Al die pijntjes zijn er nog wel, als ik nadenk over de afzonderlijke momenten dan vlamt die pijn onherroepelijk op. Maar er is een pijn die al die pijntjes overstemt, en die eigenlijk pas sinds de afgelopen week steeds vaker de kop op steekt. De pijn van het gemis. De pijn van het niet meer kunnen delen wat ik heb meegemaakt op die dag. Pijn van niet meer kunnen laten zien hoe mooi mijn huisje is geworden. Pijn van geen moeder meer hebben. Het ene moment is die pijn heviger dan het andere moment. “Gelukkig maar” zou mijn therapeut zeggen, “anders zou je de rest van je leven gebukt gaan onder dit verdriet en deze pijn”

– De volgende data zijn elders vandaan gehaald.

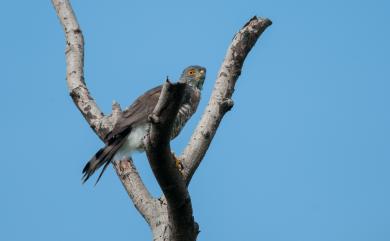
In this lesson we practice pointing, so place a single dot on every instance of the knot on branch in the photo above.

Het is nu ruim een maand geleden dat mijn moedertje overleed, en het verbaast me hoe lang dat al geleden lijkt. Ik sta er van te kijken hoe snel ik mijn leven weer op heb kunnen pakken. Dat roept óók weer de nodige emoties op. Ik vind het maar een raar iets, dat rouwen, je hebt er geen controle over. Maar dat is misschien maar goed ook.